Nonetheless, horsemeat is the core of my home country of Kazakhstan’s national cuisine. So please indulge me for a moment as I cast a light on this taboo meat.
Horsemeat is a type of red meat, but it’s different from beef; I find it to have a richer flavor and texture. First-timers might think that it tastes something closer to venison, although some say it is difficult to distinguish from beef.
Although the consumption of equine meat is condemned by many countries, its health benefits compared with other types of meat are worth considering.
Not only does horsemeat have more protein than beef, it also is lower in fat, cholesterol and calories. In addition, horsemeat has a better ratio of omega-6 to omega-3 fatty acids, which can be effective in preventing cardiovascular diseases. Horsemeat also has more iron than other meats such as beef or pork and contains a good amount of zinc, which has proven to be vital for bone growth and repair. This is perhaps why it’s so popular in children’s diets in some European countries such as Italy and Belgium.
It also has good amounts of the minerals selenium and phosphorus and of the B vitamins niacin, B6 and B12. Horsemeat has more than double the amount of iron than ground beef.
Given America’s taste for meat, supplanting much of the country’s beef consumption with horsemeat is arguably worthy of being given a chance on the merits of public health alone.
However, there are other benefits to horsemeat as well, including the fact that it is more affordable than many other types of meat.
The price of beef per ton on the global auction market is $5,300 whereas horsemeat is $1,200 per ton. In a time of extreme economic uncertainty due to COVID-19, pivoting to equine meat instead of, say, ground beef, could provide millions of Americans with an inexpensive source of protein.
Perhaps most importantly, however, supplanting more beef with horsemeat would contribute to a significant reduction in greenhouse gas emissions.
Global meat production is responsible for roughly 18% of all human-produced greenhouse gas emissions, much of that from cows. Methane produced by cows as a result of enteric fermentation poses a risk of global warming 25 times higher than of carbon dioxide.
And cows create a lot of methane. A single cow can belch upward of 220 pounds of the greenhouse gas per year.
Unlike cows, horses digest differently.

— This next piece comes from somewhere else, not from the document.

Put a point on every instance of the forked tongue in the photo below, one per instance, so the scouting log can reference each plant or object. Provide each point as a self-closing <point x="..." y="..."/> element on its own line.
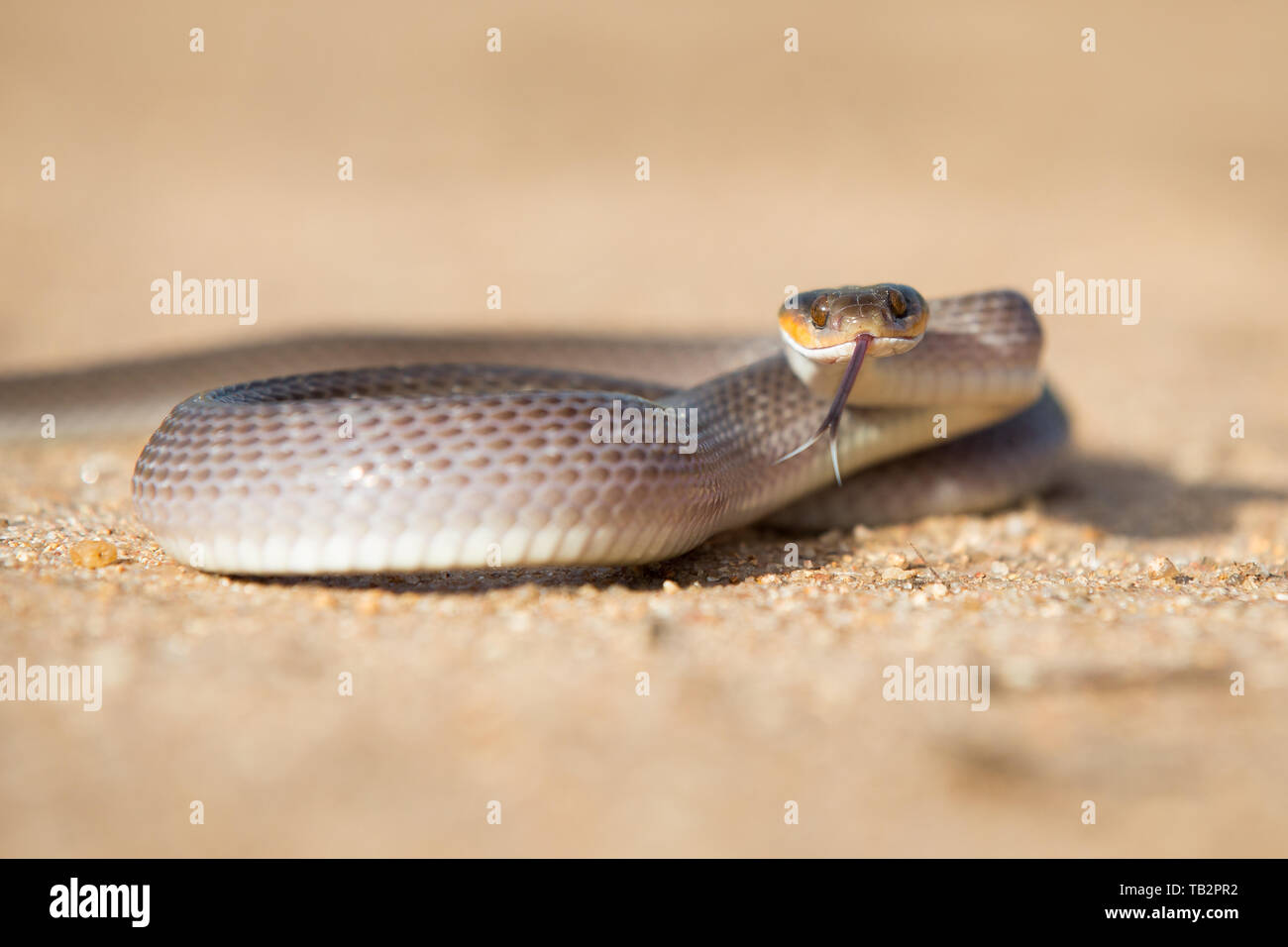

A horse has a single stomach, which makes it a fussy grazer. Therefore, it can only deal with easily digestible carbohydrates. Thus, horses produce less methane than cows.
Put simply, the planet would be a much safer place if the majority of meat eaters developed a taste for horsemeat instead of beef.
Many can and do argue that eating a horse is inappropriate due to the fact that horses are seen as companions and pets rather than food sources. As a Kazakh, I admit I find this mentality strange.
What’s the difference between a horse and a cow, a chicken or a sheep? All can be companionable. If you don’t gag at consuming beef, poultry or lamb, why do you single out horsemeat?
As an originally nomadic people, Kazakhs celebrate the horse as the most significant feature of our national identity. The horse has played a central role throughout Kazakh history as provider of transportation, labor, companionship and, yes, food.
It is therefore entirely unsurprising to find that horses feature heavily in the rituals, art and cuisine of the region. Equine meat has been a diet for the Kazakh people since our creation. We see no contradiction between loving to ride horses and loving to eat them.
In fact, our cuisine largely revolves around horsemeat. Almost all the restaurants and cafes in Kazakhstan serve it.
Traditional Kazakh palau is rice and vegetables accompanied with fried horsemeat. It is hard to imagine a Kazakh feast or a big family celebration without qazy and shujyq, smoked horsemeat sausages, which always command the center of the festive table.
Then there is quyrdaq, my personal favorite. It is horsemeat in gravy with potatoes and large rings of onions spiced with garlic and whole black pepper.
These are only my small personal selection of dishes made of horsemeat, which is so ingrained in our culture. There are many more.